L’histoire qui lie le coprésident canadien, M. Béland, à la CMI a commencé par les bélugas.

Il était alors biologiste marin et océanographe et étudiait les baleines dans l’embouchure du Saint-Laurent. Il avait constaté que l’organisme de ces animaux regorgeait de produits chimiques toxiques, de pesticides et d’insecticides, dont les diphényles polychlorés (BPC), le DDT et le Mirex, un insecticide qu’il n’avait pas reconnu à l’époque.

La seule autre espèce chez qui lui-même et d’autres chercheurs ont trouvé des preuves de contamination au Mirex (désormais interdit) est l’anguille d’Amérique. Après moult observations, ils en vinrent à la conclusion que le béluga se nourrissait de cette anguille qui absorbait le produit chimique lors de ses mouvements migratoires entre l’océan Atlantique et le lac Ontario.

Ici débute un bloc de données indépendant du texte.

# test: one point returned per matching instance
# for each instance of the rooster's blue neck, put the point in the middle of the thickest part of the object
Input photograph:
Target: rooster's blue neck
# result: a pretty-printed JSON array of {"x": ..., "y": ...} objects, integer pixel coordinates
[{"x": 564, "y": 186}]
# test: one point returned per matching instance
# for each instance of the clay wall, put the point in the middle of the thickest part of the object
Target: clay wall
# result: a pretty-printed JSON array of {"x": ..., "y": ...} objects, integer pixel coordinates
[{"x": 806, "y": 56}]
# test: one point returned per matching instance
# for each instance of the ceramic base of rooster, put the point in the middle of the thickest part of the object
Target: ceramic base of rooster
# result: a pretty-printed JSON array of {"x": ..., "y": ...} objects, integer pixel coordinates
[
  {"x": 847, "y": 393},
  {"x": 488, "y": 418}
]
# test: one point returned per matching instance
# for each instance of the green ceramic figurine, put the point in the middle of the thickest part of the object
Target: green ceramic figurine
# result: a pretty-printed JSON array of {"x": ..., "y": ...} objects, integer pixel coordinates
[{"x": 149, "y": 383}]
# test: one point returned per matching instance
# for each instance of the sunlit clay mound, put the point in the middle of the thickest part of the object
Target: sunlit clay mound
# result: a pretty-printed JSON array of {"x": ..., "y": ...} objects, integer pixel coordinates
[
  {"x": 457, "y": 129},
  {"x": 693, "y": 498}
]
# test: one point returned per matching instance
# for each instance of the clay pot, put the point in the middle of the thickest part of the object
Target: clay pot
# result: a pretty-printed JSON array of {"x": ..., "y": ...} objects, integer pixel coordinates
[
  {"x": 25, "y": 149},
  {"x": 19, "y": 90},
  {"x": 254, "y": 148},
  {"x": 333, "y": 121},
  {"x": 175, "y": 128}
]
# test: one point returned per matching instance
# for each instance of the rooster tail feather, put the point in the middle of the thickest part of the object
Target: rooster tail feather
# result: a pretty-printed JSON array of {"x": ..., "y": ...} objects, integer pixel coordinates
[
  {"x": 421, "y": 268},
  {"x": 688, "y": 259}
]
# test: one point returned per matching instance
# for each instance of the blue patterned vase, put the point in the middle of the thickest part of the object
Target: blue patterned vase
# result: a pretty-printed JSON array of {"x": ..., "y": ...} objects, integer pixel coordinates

« Ce lien de cause à effet était incroyable, » affirme l’intéressé. « C’est dans ces conditions que j’ai intégré la communauté de recherche des Grands Lacs. »

Sa carrière de scientifique a amené ce natif de la ville de Québec à sillonner le monde. En collaboration avec les Musées nationaux du Canada, il a contribué à reproduire les écosystèmes du temps des dinosaures; en Inde, il a étudié les dauphins du Ganges et à animé une série télévisée hebdomadaire sur l’environnement. En 1995, ses recherches sur les Grands Lacs l’ont amené à devenir commissaire de la CMI, poste qu’il a occupé jusqu’en 1998. Au milieu de son mandat, il a été nommé coprésident canadien par intérim.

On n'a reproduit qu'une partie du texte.